According to the ASCII (American Standard Code for Information Interchange) system, characters commonly used in the English language all have corresponding numbers in the range 0-127.

However, some characters, such as emojis, have corresponding numbers greater than 127. In order to retain as many English language apps as possible that contains characters like emojis, only app names containing 3 or more characters with corresponding numbers greater than 127 were removed. This is not a completely fool-proof technique, but efficiently ensures the data used will be of a high quality.

In [7]:
def lang_idef(string):
    foreign_char = 0
    is_eng = True
    
    for character in string:
        if ord(character) > 127:
            foreign_char += 1
            
            if foreign_char >= 3:
                is_eng = False
                
                return is_eng
        
    return is_eng

ios_clean = []
play_clean = []

for app in ios_non_dup:
    if lang_idef(app[1]) == True:
        ios_clean.append(app)
        
for app in play_non_dup:
    if lang_idef(app[0]) == True:
        play_clean.append(app)

### 5. Isolate only free apps

Because our company builds only free apps this analysis will comprise of a dataset of only free apps.
Free apps are identified by the function `idef_free`, which takes 2 input parametersL
1. `dataset` : the variable name for the data set to analyse (i.e. `ios_clean` or `play_clean`)
2. `price_col` : the index value in the input data set used to identify if app price. Use `4` for `ios_clean` and `6` for `play_clean`.

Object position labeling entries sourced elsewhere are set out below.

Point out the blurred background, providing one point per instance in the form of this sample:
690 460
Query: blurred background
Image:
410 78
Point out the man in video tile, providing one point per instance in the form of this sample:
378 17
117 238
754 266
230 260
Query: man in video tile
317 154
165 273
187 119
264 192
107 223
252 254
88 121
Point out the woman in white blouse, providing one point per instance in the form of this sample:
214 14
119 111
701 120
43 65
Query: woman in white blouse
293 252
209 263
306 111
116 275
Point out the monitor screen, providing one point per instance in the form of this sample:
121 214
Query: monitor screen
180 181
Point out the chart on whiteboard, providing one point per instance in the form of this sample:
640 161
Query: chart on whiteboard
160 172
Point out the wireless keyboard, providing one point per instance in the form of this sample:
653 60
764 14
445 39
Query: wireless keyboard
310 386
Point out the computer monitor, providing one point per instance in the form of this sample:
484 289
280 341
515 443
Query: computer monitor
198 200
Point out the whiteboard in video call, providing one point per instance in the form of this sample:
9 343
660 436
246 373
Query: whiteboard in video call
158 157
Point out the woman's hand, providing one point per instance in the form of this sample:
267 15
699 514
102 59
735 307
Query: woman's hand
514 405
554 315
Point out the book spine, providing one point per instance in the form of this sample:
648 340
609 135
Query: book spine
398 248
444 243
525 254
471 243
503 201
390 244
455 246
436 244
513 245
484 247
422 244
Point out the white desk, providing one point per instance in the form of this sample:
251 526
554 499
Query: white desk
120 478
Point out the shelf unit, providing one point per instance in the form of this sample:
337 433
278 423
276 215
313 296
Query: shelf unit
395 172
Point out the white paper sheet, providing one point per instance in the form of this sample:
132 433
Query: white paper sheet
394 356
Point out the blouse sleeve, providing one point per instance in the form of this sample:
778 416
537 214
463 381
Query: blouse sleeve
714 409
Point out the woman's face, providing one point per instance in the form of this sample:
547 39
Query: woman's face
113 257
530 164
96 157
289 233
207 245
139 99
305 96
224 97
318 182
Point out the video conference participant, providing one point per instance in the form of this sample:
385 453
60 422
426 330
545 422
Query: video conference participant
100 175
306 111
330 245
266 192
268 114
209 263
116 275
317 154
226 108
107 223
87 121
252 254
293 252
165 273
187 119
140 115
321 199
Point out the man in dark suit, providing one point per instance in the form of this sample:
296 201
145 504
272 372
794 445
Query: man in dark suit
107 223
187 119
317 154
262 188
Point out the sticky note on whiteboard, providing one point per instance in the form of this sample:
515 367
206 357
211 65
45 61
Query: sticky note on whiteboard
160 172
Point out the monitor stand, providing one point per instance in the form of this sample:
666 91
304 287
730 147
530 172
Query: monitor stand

For the `ios_clean` data set, the price is identified if the value in `price_col` position is equal to `0`.
For the `play_clean`data set, the price is identified if the string in `price_col` is equal to `free`.

The list-of-lists of clean data for free apps in each data set is stored in the following variables:

App Store | Variable name
:---|:---
iOS App Store | `ios_free`
Play Store| `play_free`

In [8]:
def idef_free(dataset, price_col):
    
    free_list = []
    
    for app in dataset:
        
        if dataset == ios_clean:
            price = float(app[price_col])
            if price == 0:
                free_list.append(app)
                
        elif dataset == play_clean:
            if app[6] == "Free":
                free_list.append(app)            
            
    return free_list

ios_free = idef_free(ios_clean, 4)
play_free = idef_free(play_clean, 6)

## Validation Strategy

The company's validation strategy for building new apps follows three steps:
1. Build a minimal Android version of the app, and add it to Google Play.
2. If the app has a good response from users, we develop it further.
3. If the app is profitable after six months, we build an iOS version of the app and add it to the App Store.

Hence, it is key that this analysis covers apps on both the Play store and the iOS App store in order to identify app profiles which will likely be successful on both markets.

## Common app genres by market

The following section creates frequency tables for the genres of apps on both the iOS App Store and the Play Store.

The function `freq_table` creates a frequency table for the data set `dataset` for the entries found by index `index`.

The function `display_table` prints the contents of the input parameter `ft` (which should be the variable name for the frequency table returned by `freq_table`) in descending order.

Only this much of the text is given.